Employees can legally challenge their dismissal or disciplinary action taken against them. If they do so we need to be able to demonstrate both that we had good cause for the action taken and that our process was fair. That means:
- An instance of serious misconduct (i.e. no warnings required) e.g. assault or unauthorised possession of Company property.
- Employee lacks the capacity for the job. e.g. employee lacks essential skills or expertise, (after training and support provided) .
- Repeated misconduct (after warnings).
- Persistent poor performance (after warnings).
- Redundancy (after consultation).
- Frustration of contract (after consultation). e.g. medical incapacity
- Misrepresentation (after investigation etc). e.g. falsely claiming essential qualifications or experience.
The overall test is “could a fair and reasonable employer have reached the same decision (as yours)?”.
In dealing with disciplinary cases, it is not only important for you to ensure that justice is done but also that it is seen to be done. Consider the following points:
We need to establish that the employee knew and understood the work rules or company policies/standards it is alleged they breached. This includes the disciplinary procedure.

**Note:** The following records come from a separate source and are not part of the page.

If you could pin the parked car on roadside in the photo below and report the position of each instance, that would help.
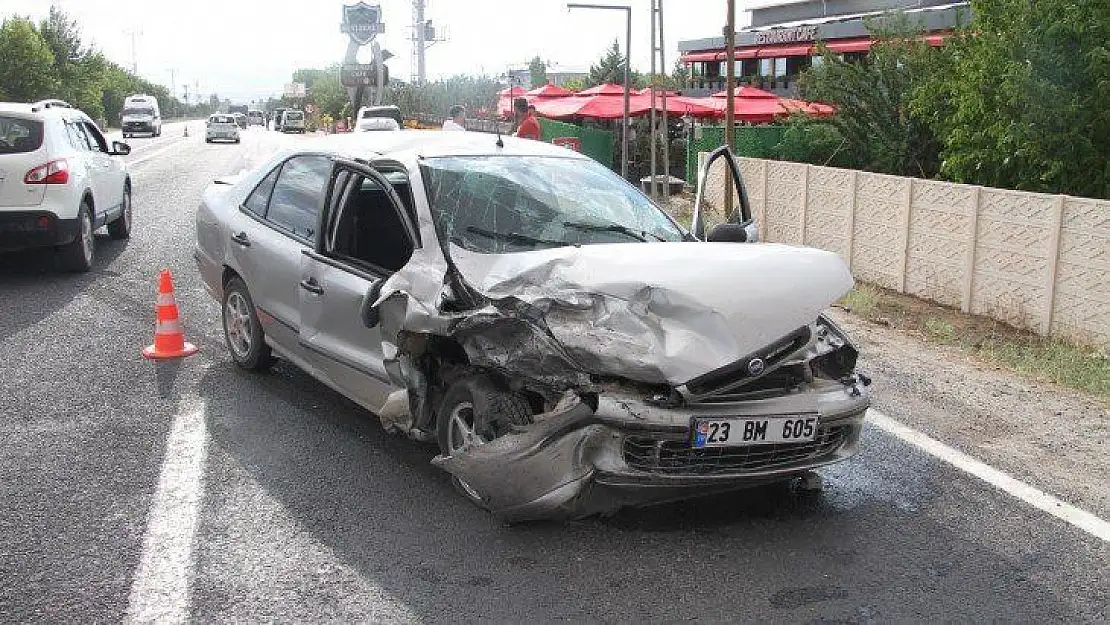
(60, 180)
(568, 346)
(222, 127)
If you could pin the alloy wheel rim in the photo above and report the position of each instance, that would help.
(236, 321)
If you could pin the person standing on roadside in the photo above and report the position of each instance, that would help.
(528, 128)
(456, 120)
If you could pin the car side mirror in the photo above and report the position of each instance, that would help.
(734, 233)
(370, 314)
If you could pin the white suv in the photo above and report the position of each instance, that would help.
(59, 181)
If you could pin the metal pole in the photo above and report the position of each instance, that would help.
(652, 120)
(730, 98)
(420, 41)
(666, 125)
(624, 134)
(624, 139)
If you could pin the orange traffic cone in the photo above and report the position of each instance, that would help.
(169, 336)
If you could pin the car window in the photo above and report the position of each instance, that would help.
(78, 138)
(258, 200)
(369, 230)
(294, 204)
(19, 135)
(501, 204)
(96, 139)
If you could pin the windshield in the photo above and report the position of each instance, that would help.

We must inform the employee of the allegation which is to be investigated and advise them of the consequences if the allegation is sustained. We must ensure the employee has been provided with all information and evidence gathered during the investigation that may be relied on by the Company in determining the allegation.

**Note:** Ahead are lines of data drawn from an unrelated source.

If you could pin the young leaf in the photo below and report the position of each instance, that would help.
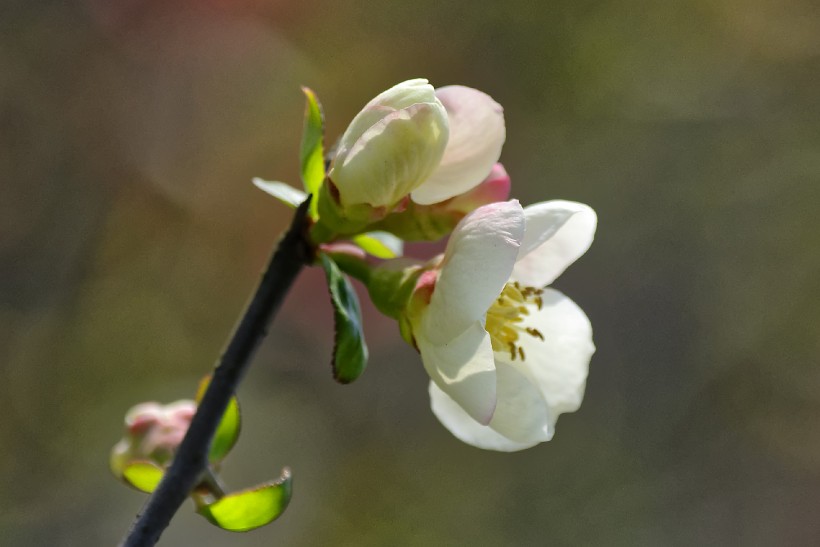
(248, 509)
(228, 431)
(350, 350)
(284, 192)
(311, 153)
(380, 244)
(143, 475)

We must promptly make all reasonable efforts to establish and confirm the facts.
We must offer the employee the opportunity to be represented or have another employee present as a witness.
Give the employee a real chance to explain or justify his/her actions before the decision is taken. This should involve adjourning the meeting for a period to enable the employee to consider his/her position. If new or additional evidence comes to light during the investigation the employee must be provided with this and given an opportunity to respond to it before any final decisions are made.
After the investigation is complete, which includes interviewing the employee concerned, we must give full consideration of the facts including the employee’s explanation.
If we conclude a breach has occurred we need, in deciding what action to take, to consider mitigating factors such as the employee’s work history, and the consistency with which rules have been applied in past cases.
We must spell out what action we are taking and why. This will involve clearly identifying to the employee the “gap” between his/her performance or behaviour as compared with expected requirements.
Burden and standard of proof
- The burden of proof rests on the employer. In other words we will need to show that it had good cause to take the action being challenged and that the procedure followed was fair.
- The standard of proof required is proof ‘on the balance of probabilities’ – NOT “beyond reasonable doubt”. This is a lesser standard than for a criminal hearing and allows us to decide which version of events was ‘most probable’ where evidence is conflicting.
- We will be judged on the reasonableness of its actions overall notwithstanding any small procedural weakness.
- The decision will be evaluated based on “what was in the employer’s mind” at the time of dismissal, based on complete investigation and reasonable interpretation of available facts.
- Ex post facto (discovered after the decision) evidence is not relevant to the decision if it is later examined in a grievance hearing i.e. we will be judged on what we knew when we made the decision to dismiss/warn.
- Participation in union activities.
- Taking legal proceedings against an employer.
- Colour, race, ethnic or national origin.
- Political opinion, family status, employment status, sexual orientation.
- Sex, marital status, religious/ethical belief or age.
- Disability (physical or intellectual).
- Pregnancy or intention to adopt a child.